Rather than hand-coding seccomp filters as shown in the example
below, you may prefer to employ the libseccomp library, which
provides a front-end for generating seccomp filters.
The Seccomp field of the /proc/[pid]/status file provides a
method of viewing the seccomp mode of a process; see proc(5).
seccomp
() provides a superset of the functionality provided by
the prctl(2) PR_SET_SECCOMP
operation (which does not support
flags).
Since Linux 4.4, the ptrace(2) PTRACE_SECCOMP_GET_FILTER
operation can be used to dump a process's seccomp filters.

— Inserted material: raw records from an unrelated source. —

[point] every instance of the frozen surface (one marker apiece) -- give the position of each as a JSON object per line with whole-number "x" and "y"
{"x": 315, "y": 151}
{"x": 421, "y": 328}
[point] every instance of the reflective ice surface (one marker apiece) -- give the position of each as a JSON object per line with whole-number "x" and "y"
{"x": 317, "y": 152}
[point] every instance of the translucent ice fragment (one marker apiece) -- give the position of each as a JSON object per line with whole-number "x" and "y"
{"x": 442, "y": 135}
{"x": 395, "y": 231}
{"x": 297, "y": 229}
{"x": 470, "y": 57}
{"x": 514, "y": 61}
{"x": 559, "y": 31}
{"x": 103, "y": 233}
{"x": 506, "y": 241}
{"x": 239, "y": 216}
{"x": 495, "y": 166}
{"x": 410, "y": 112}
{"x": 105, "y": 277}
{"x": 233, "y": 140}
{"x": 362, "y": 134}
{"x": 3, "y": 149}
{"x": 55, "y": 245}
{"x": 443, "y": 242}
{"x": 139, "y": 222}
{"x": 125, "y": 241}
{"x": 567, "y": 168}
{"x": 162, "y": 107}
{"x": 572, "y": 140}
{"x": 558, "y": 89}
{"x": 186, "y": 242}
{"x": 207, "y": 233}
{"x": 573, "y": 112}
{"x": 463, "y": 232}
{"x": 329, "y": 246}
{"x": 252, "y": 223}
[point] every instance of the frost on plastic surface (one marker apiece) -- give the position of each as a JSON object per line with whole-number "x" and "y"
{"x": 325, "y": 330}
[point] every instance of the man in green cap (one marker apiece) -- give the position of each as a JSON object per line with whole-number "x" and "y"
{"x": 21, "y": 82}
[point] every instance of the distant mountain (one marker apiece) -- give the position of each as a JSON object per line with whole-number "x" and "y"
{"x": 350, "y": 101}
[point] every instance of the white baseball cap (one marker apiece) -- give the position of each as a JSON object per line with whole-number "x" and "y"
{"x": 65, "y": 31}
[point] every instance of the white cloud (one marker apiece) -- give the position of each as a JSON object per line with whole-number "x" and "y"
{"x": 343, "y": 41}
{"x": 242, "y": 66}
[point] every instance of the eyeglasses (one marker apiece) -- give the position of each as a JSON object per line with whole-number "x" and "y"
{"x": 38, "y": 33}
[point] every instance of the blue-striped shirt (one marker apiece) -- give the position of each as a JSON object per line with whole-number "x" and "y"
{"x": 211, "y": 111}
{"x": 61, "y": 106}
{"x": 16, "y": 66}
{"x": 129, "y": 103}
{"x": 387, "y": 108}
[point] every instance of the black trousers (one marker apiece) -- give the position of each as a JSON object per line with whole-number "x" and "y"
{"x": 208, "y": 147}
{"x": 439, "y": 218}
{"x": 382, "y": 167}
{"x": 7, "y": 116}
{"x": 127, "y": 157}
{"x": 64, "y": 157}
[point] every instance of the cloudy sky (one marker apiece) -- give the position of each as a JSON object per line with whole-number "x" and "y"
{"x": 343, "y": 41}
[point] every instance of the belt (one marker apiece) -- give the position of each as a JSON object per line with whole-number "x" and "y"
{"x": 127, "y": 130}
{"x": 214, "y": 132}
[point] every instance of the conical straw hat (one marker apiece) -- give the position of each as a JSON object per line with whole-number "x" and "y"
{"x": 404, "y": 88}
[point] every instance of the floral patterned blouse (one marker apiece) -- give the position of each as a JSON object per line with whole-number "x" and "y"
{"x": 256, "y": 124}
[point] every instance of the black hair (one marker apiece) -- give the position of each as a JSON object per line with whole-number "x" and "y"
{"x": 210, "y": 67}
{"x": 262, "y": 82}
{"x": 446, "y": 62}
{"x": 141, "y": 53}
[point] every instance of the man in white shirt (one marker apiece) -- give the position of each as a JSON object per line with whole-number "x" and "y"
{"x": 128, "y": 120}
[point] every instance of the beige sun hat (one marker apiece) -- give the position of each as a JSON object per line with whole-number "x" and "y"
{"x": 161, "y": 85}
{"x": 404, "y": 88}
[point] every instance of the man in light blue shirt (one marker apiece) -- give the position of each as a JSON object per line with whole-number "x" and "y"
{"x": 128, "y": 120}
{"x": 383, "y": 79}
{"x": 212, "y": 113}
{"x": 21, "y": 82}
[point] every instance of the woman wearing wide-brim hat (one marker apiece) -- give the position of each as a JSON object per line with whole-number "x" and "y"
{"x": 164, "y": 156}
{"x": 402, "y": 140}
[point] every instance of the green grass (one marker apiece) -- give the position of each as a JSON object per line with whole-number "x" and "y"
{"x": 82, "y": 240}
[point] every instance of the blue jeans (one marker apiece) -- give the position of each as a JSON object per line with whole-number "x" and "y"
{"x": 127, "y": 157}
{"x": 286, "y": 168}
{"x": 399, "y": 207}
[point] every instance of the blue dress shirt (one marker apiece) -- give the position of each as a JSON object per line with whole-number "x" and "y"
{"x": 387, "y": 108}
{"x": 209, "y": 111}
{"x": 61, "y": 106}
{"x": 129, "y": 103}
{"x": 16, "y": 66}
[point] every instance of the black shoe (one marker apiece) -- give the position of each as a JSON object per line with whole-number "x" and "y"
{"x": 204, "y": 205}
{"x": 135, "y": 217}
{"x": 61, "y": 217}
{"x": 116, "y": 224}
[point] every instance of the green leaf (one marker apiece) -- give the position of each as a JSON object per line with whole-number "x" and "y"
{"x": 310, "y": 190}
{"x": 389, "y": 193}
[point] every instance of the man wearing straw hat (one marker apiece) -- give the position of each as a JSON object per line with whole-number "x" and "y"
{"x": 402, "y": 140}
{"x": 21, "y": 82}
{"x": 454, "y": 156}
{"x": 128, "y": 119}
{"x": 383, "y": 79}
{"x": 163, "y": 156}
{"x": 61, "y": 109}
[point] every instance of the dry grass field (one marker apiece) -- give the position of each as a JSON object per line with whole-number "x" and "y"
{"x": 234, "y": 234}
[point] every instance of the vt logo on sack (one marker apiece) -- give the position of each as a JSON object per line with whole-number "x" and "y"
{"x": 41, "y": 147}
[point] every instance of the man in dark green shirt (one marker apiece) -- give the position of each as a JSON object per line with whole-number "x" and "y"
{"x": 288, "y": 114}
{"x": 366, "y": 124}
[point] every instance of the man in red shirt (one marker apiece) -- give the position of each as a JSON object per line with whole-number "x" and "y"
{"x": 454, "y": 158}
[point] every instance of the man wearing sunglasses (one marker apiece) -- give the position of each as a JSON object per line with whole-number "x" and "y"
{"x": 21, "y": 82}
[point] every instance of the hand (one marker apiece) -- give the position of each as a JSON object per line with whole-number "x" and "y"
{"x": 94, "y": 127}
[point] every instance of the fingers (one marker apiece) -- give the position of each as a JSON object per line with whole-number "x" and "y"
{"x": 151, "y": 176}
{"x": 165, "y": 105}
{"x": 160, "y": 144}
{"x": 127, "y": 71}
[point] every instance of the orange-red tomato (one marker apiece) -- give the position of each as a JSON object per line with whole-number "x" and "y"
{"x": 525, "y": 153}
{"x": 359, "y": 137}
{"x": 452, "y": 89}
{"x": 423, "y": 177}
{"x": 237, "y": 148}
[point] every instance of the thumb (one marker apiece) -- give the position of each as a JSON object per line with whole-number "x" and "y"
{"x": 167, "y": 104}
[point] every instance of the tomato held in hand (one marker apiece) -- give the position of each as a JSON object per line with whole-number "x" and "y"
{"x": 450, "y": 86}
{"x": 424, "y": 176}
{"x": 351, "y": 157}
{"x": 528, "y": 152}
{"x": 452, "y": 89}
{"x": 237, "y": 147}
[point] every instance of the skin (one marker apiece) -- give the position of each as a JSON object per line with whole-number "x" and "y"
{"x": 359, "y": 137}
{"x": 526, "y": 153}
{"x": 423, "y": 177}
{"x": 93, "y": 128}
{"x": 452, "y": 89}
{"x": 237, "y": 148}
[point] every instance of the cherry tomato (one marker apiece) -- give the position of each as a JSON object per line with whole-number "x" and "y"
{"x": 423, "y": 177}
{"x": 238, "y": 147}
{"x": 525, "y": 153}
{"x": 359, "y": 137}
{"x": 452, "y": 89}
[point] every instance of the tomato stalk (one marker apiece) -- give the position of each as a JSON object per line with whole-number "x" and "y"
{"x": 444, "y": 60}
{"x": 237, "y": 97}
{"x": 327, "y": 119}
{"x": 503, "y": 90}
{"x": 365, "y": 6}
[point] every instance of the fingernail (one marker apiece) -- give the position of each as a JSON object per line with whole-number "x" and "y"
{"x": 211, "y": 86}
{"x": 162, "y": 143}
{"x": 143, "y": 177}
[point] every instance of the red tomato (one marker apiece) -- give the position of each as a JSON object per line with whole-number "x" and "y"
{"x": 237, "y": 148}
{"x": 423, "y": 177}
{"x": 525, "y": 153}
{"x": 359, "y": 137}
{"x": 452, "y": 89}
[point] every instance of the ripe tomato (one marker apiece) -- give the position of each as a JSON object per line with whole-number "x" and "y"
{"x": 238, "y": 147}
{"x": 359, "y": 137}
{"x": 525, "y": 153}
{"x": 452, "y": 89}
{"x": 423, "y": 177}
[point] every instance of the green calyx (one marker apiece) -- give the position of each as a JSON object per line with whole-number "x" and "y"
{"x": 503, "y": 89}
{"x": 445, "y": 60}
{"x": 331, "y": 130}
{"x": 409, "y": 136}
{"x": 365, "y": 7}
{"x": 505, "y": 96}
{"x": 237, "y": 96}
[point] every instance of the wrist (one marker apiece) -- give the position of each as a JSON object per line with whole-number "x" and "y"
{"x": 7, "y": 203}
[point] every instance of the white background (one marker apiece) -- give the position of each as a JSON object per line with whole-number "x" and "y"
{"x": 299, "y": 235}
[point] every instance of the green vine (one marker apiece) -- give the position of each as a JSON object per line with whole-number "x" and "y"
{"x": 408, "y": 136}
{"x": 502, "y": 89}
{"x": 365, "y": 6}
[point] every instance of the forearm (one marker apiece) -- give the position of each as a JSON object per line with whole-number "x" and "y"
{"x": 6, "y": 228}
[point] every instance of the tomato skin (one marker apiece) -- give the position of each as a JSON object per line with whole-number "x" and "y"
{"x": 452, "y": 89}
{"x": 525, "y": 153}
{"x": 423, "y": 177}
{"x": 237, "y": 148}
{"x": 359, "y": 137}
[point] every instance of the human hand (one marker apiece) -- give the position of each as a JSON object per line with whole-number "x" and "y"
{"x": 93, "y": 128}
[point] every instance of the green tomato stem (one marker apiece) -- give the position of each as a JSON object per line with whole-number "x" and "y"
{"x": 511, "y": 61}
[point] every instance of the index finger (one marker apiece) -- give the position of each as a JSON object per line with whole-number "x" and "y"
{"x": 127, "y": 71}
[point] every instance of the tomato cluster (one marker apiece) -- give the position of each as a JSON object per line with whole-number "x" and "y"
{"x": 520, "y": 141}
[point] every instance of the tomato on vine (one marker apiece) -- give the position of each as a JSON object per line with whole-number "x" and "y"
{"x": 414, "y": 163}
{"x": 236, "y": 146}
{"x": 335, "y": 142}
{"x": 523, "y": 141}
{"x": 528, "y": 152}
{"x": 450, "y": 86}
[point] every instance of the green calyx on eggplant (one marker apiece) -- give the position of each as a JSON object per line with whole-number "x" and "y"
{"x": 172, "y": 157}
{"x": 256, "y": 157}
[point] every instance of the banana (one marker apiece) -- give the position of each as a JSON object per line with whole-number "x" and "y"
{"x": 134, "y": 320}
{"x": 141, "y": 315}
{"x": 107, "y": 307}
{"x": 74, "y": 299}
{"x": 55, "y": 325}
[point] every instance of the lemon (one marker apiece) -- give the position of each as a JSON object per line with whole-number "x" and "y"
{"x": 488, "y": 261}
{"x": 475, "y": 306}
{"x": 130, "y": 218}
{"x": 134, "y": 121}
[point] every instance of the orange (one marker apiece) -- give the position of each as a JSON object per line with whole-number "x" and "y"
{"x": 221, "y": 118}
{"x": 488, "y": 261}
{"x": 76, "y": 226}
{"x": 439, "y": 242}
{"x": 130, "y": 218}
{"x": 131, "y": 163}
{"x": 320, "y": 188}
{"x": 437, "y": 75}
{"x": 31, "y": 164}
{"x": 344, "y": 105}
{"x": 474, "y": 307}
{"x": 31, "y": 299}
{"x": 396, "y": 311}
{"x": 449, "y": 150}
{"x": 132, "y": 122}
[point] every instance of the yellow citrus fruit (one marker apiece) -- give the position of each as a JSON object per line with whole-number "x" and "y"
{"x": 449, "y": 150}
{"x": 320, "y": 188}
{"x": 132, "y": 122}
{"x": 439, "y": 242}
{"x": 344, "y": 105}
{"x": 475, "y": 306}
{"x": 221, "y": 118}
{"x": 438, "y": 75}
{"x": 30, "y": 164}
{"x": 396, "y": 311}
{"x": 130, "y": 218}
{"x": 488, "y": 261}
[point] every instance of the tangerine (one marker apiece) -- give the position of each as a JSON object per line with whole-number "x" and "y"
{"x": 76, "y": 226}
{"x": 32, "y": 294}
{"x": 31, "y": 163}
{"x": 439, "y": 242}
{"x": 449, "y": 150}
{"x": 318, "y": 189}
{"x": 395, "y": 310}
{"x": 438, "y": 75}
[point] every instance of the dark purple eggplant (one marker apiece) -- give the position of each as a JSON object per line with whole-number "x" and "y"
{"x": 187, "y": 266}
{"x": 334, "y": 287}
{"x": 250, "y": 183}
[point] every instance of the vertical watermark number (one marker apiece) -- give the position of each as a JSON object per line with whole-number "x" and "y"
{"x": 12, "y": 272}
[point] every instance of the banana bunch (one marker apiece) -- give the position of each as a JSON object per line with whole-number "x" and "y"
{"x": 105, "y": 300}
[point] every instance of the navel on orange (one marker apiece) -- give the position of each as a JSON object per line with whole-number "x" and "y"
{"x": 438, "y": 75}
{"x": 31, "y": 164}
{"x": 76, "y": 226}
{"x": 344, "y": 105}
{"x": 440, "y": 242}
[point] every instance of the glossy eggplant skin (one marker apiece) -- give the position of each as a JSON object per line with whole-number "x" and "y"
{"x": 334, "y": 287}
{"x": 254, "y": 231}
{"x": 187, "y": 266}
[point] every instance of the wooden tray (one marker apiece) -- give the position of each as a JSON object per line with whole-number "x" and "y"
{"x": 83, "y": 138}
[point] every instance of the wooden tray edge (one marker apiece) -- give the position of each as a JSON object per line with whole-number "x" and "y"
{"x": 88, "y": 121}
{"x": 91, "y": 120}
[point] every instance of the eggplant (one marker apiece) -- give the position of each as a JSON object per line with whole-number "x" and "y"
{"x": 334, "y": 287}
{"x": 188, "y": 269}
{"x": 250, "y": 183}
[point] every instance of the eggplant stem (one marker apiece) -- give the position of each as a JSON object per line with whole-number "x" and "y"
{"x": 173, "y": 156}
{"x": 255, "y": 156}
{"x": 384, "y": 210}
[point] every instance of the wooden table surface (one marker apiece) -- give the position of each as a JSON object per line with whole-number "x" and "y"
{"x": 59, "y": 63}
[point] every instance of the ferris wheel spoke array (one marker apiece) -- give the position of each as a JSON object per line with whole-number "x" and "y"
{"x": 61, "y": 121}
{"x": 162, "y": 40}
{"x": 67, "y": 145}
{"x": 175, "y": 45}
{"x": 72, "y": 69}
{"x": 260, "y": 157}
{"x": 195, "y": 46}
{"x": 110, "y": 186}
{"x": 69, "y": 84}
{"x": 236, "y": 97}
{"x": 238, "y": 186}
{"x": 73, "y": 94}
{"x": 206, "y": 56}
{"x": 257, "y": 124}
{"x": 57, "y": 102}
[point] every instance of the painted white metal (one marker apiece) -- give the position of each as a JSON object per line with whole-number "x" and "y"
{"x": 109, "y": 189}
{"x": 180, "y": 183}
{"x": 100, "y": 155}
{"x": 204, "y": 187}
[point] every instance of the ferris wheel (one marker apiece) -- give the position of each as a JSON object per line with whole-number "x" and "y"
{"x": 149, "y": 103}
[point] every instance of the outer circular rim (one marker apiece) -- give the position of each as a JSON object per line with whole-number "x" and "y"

Architecture support for seccomp BPF
Architecture support for seccomp BPF filtering is available on
the following architectures:
* x86-64, i386, x32 (since Linux 3.5)
* ARM (since Linux 3.8)
* s390 (since Linux 3.8)
* MIPS (since Linux 3.16)
* ARM-64 (since Linux 3.19)
* PowerPC (since Linux 4.3)
* Tile (since Linux 4.3)
* PA-RISC (since Linux 4.6)
Caveats
There are various subtleties to consider when applying seccomp
filters to a program, including the following:
* Some traditional system calls have user-space implementations
in the vdso(7) on many architectures. Notable examples
include clock_gettime(2), gettimeofday(2), and time(2). On
such architectures, seccomp filtering for these system calls
will have no effect. (However, there are cases where the
vdso(7) implementations may fall back to invoking the true
system call, in which case seccomp filters would see the
system call.)
* Seccomp filtering is based on system call numbers. However,
applications typically do not directly invoke system calls,
but instead call wrapper functions in the C library which in
turn invoke the system calls. Consequently, one must be aware
of the following:
• The glibc wrappers for some traditional system calls may
actually employ system calls with different names in the
kernel. For example, the exit(2) wrapper function actually
employs the exit_group(2) system call, and the fork(2)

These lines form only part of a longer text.